If we assume the same screen refresh rate, but use the STM32U599 CPU, we can have 14.36 texture mappers (16.8 ms / 1.17 ms), or a single texture mapper of size 485 x 485.
The following figure shows two applications running on respectively the STM32F746 and the STM32U599. The idea is to make a carousel-like menu where elements are scaled up when going to the center and scaled down when going out (here we just use the same texture for all the elements).
The STM32F746 is capable of showing three icons, one big icon, scaled up by a factor of 1.9, and two smaller icons. The STM32U599 is capable of showing 7 icons. The largest icon is scaled up by factor 2.7.
The rendering time of the application with 3 icons on the STM32F746 is 14.38 ms. The rendering time of the application with 7 icons on the STM32U599 is 14.93 ms.

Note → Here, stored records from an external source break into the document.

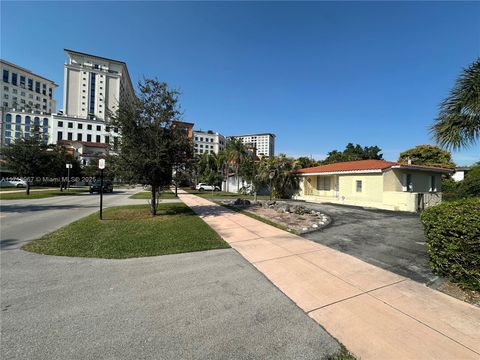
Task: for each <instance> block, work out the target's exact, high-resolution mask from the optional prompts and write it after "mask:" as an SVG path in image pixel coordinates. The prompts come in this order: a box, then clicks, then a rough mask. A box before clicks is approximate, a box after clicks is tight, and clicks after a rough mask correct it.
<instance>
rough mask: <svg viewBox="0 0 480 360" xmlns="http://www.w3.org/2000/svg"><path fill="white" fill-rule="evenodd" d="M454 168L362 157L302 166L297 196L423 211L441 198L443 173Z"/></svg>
mask: <svg viewBox="0 0 480 360" xmlns="http://www.w3.org/2000/svg"><path fill="white" fill-rule="evenodd" d="M450 173H452V170H451V169H446V168H440V167H433V166H425V165H413V164H399V163H396V162H391V161H384V160H360V161H348V162H340V163H335V164H329V165H322V166H315V167H311V168H305V169H300V170H297V171H296V174H297V175H298V176H299V177H300V181H299V189H298V190H297V192H296V193H295V194H294V195H293V198H294V199H298V200H306V201H312V202H328V203H336V204H345V205H354V206H362V207H371V208H378V209H385V210H396V211H411V212H416V211H421V210H423V209H424V208H426V207H429V206H433V205H436V204H438V203H440V202H441V201H442V193H441V191H442V188H441V186H442V182H441V180H442V175H448V174H450Z"/></svg>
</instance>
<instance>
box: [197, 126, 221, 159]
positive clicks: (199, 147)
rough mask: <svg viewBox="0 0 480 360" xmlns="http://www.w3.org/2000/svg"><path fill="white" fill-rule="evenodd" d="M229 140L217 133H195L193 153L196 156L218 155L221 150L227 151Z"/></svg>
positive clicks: (215, 132) (211, 132) (204, 131)
mask: <svg viewBox="0 0 480 360" xmlns="http://www.w3.org/2000/svg"><path fill="white" fill-rule="evenodd" d="M226 144H227V140H226V139H225V137H224V136H223V135H221V134H219V133H217V132H213V131H211V130H209V131H200V130H194V131H193V151H194V153H195V154H204V153H208V154H213V153H215V154H218V152H219V151H220V150H223V149H225V146H226Z"/></svg>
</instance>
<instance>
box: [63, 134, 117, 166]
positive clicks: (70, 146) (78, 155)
mask: <svg viewBox="0 0 480 360" xmlns="http://www.w3.org/2000/svg"><path fill="white" fill-rule="evenodd" d="M59 143H60V144H62V145H63V146H64V147H65V149H66V151H67V153H68V154H70V155H72V156H73V157H75V158H76V159H78V160H79V161H80V165H81V166H88V165H90V164H91V162H92V160H96V161H98V159H100V158H105V157H106V156H107V155H108V145H107V144H101V143H94V142H88V141H67V140H66V141H60V142H59Z"/></svg>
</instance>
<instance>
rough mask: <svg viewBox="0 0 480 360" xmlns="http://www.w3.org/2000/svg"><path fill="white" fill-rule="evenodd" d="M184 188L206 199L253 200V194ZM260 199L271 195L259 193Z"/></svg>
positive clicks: (257, 195)
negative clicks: (240, 199)
mask: <svg viewBox="0 0 480 360" xmlns="http://www.w3.org/2000/svg"><path fill="white" fill-rule="evenodd" d="M182 190H185V191H186V192H188V193H190V194H194V195H197V196H199V197H202V198H204V199H238V198H241V199H248V200H253V195H242V194H233V193H229V192H225V191H214V192H213V193H212V192H211V191H198V190H192V189H190V188H182ZM257 199H258V200H269V199H270V196H269V195H257Z"/></svg>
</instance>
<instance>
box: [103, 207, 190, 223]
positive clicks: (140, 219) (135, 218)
mask: <svg viewBox="0 0 480 360" xmlns="http://www.w3.org/2000/svg"><path fill="white" fill-rule="evenodd" d="M177 215H182V216H196V214H195V212H193V211H192V209H190V208H189V207H187V206H185V205H183V204H181V205H180V204H160V205H159V208H158V210H157V215H156V216H152V215H151V214H150V206H145V205H137V206H132V207H128V208H125V207H123V209H122V208H111V209H107V210H106V212H104V216H103V219H102V221H125V220H142V219H143V220H149V219H156V218H159V217H161V216H177Z"/></svg>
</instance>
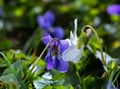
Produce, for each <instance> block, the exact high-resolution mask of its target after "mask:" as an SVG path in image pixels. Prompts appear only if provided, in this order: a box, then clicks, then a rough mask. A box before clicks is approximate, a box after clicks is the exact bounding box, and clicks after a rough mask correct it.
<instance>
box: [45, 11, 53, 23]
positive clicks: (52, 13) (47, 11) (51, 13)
mask: <svg viewBox="0 0 120 89" xmlns="http://www.w3.org/2000/svg"><path fill="white" fill-rule="evenodd" d="M44 18H45V22H49V23H50V24H51V25H52V24H53V22H54V21H55V16H54V14H53V13H52V12H51V11H47V12H46V13H45V15H44Z"/></svg>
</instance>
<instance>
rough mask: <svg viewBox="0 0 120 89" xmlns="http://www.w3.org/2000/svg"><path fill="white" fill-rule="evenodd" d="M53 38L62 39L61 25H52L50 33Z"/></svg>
mask: <svg viewBox="0 0 120 89" xmlns="http://www.w3.org/2000/svg"><path fill="white" fill-rule="evenodd" d="M50 35H51V36H52V37H53V38H59V39H62V38H63V37H64V30H63V29H62V28H61V27H54V28H53V32H51V33H50Z"/></svg>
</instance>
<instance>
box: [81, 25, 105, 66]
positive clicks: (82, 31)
mask: <svg viewBox="0 0 120 89" xmlns="http://www.w3.org/2000/svg"><path fill="white" fill-rule="evenodd" d="M86 28H90V29H91V30H92V31H93V32H94V34H95V36H96V38H97V41H98V44H99V47H100V52H101V57H102V63H103V66H104V67H105V66H106V63H105V59H104V56H103V50H102V46H101V43H100V39H99V36H98V34H97V32H96V31H95V30H94V28H93V27H91V26H90V25H85V26H83V28H82V33H83V32H84V30H86Z"/></svg>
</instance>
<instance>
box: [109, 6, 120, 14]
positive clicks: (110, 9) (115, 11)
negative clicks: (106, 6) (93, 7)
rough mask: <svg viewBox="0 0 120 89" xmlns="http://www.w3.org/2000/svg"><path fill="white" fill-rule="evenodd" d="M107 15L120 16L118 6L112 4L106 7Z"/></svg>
mask: <svg viewBox="0 0 120 89" xmlns="http://www.w3.org/2000/svg"><path fill="white" fill-rule="evenodd" d="M107 13H108V14H111V15H112V14H116V15H120V5H119V4H113V5H110V6H108V8H107Z"/></svg>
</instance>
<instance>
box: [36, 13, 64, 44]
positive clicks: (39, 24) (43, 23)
mask: <svg viewBox="0 0 120 89" xmlns="http://www.w3.org/2000/svg"><path fill="white" fill-rule="evenodd" d="M37 21H38V24H39V26H40V27H41V28H42V29H43V38H44V37H45V36H48V35H50V36H51V37H52V38H58V39H62V38H63V37H64V30H63V29H62V28H61V27H52V25H53V23H54V21H55V16H54V14H53V13H52V12H51V11H47V12H46V13H45V14H44V15H43V16H40V15H39V16H38V17H37ZM49 41H50V40H49V39H47V37H45V40H44V39H43V43H44V44H47V43H48V42H49Z"/></svg>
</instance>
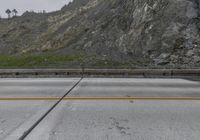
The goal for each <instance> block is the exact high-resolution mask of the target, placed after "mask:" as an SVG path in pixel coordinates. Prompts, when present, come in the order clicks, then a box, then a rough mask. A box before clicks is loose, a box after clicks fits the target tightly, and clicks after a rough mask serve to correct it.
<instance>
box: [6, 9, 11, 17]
mask: <svg viewBox="0 0 200 140" xmlns="http://www.w3.org/2000/svg"><path fill="white" fill-rule="evenodd" d="M10 13H11V11H10V9H7V10H6V14H8V18H10Z"/></svg>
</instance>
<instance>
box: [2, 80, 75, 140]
mask: <svg viewBox="0 0 200 140" xmlns="http://www.w3.org/2000/svg"><path fill="white" fill-rule="evenodd" d="M78 79H79V78H77V79H76V78H71V79H0V97H24V96H25V97H47V96H51V97H52V96H62V95H64V94H65V93H66V92H67V91H68V90H69V89H70V88H71V87H72V86H73V85H74V84H75V82H77V81H78ZM55 102H56V101H0V139H5V138H7V139H11V140H12V139H13V140H15V139H17V138H18V137H20V136H21V135H22V133H23V132H24V131H26V130H27V129H28V128H29V127H30V126H31V125H33V124H34V123H35V122H36V121H37V120H38V118H40V117H41V116H42V115H43V114H44V113H45V112H46V111H47V110H48V109H49V108H50V107H51V106H52V105H53V104H55Z"/></svg>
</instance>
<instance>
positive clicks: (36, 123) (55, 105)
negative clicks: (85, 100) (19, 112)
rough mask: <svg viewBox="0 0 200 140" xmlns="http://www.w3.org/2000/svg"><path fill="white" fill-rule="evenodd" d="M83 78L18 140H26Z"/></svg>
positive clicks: (79, 82)
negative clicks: (41, 121)
mask: <svg viewBox="0 0 200 140" xmlns="http://www.w3.org/2000/svg"><path fill="white" fill-rule="evenodd" d="M82 79H83V77H81V78H80V80H79V81H78V82H77V83H76V84H75V85H74V86H73V87H71V89H70V90H68V91H67V93H65V94H64V95H63V96H62V97H61V98H60V99H59V100H58V101H57V102H56V103H55V104H54V105H53V106H52V107H51V108H50V109H49V110H48V111H47V112H46V113H44V115H42V116H41V117H40V118H39V119H38V120H37V121H36V122H35V123H34V124H33V125H32V126H31V127H30V128H29V129H28V130H27V131H25V132H24V133H23V135H22V136H21V137H20V138H19V139H18V140H24V139H25V138H26V137H27V136H28V135H29V134H30V133H31V132H32V131H33V129H34V128H35V127H37V125H38V124H39V123H40V122H41V121H42V120H43V119H44V118H45V117H46V116H47V115H48V114H49V113H50V112H51V111H52V110H53V109H54V108H55V107H56V106H57V105H58V104H59V103H60V102H61V101H62V100H63V99H64V98H65V97H66V96H67V95H68V94H69V93H70V92H71V91H72V90H73V89H74V88H75V87H76V86H77V85H78V84H79V83H80V82H81V80H82Z"/></svg>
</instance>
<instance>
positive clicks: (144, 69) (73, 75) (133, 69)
mask: <svg viewBox="0 0 200 140" xmlns="http://www.w3.org/2000/svg"><path fill="white" fill-rule="evenodd" d="M29 76H49V77H54V76H66V77H67V76H79V77H80V76H86V77H87V76H127V77H135V76H137V77H138V76H139V77H179V76H189V77H200V69H0V77H29Z"/></svg>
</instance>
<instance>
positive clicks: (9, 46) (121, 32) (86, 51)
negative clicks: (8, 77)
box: [0, 0, 200, 68]
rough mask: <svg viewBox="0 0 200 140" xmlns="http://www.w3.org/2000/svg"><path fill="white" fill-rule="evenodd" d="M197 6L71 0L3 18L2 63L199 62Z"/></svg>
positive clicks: (25, 64) (65, 64)
mask: <svg viewBox="0 0 200 140" xmlns="http://www.w3.org/2000/svg"><path fill="white" fill-rule="evenodd" d="M199 7H200V6H199V1H198V0H74V2H73V3H70V4H69V5H68V6H64V7H63V8H62V9H61V10H60V11H57V12H53V13H46V14H36V13H25V14H24V15H22V16H20V17H15V18H12V19H3V20H1V21H0V53H1V56H0V63H1V64H0V66H1V67H9V66H11V67H12V66H13V67H15V66H16V67H18V66H22V67H31V66H37V67H40V66H50V67H54V66H61V67H65V66H69V67H70V66H79V65H80V64H84V65H86V66H102V67H147V68H191V67H192V68H195V67H199V66H200V16H199V14H200V8H199ZM33 59H34V60H33ZM55 59H56V61H55ZM19 62H20V64H18V63H19Z"/></svg>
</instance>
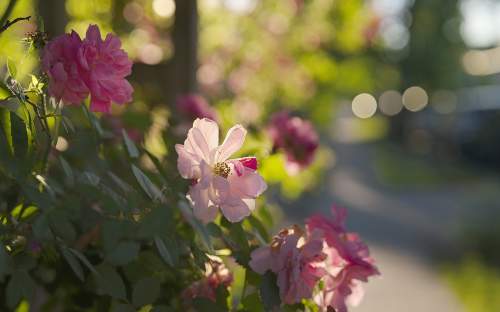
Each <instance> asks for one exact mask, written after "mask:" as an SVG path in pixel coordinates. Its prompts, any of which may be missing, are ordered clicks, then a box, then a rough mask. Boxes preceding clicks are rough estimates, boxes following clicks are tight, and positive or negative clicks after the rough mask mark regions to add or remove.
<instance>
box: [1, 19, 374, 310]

Both UIs can thus run in 60 fps, with the STM32U599 showing much more content in a higher resolution.
Creating a project
CubeMX and the TouchGFX Generator supports the NeoChrom. In CubeMX the accelerator is known by its code name GPU2D. The GPU2D accelerator is only available to TouchGFX if GPU2D is enabled in the TouchGFX configuration in CubeMX.
If you use the STM32U599 TBS (template project) provided with the TouchGFX Designer this is already done. If you make your own custom project, make sure to enable the GPU2D Accelerator as shown below:
After enabling GPU2D press "Generate Code" in CubeMX. This regenerates the target configuration code. Now open the project in the TouchGFX Designer and generate code there also (F4).
The Designer generates assets (images, fonts, and texts) and simulator code, that matches the target configuration. You are now ready to compile the code with IAR.
If you are starting a project from the Designer there is no need to open CubeMX unless you need to change some hardware settings.
Supported IDEs
The STM32U599 TBS (version 3.0.0) is currently only supported with IAR Workbench.
A recent version of IAR is required (8.5x.x). Make sure that the processor variant (STM32U599NJ for the Discovery board) is supported by checking the General Options:
Framebuffer Formats
The STM32U599 discovery board supports three framebuffer formats: RGB565, RGB888, ARGB8888. These are configurable from CubeMX.
NeoChrom Limitations
The NeoChrom graphics accelerator in STM32U599 does not support the L8 image formats (L8_RGB565, L8_RGB888, L8_ARGB8888).
If you use these image formats in a TouchGFX application running on STM32U599 the images will be drawn using DMA2D. If you use these formats with ScalableImage or TextureMapper a software fallback will be used.
It is therefore recommended to not use L8 images with STM32U599.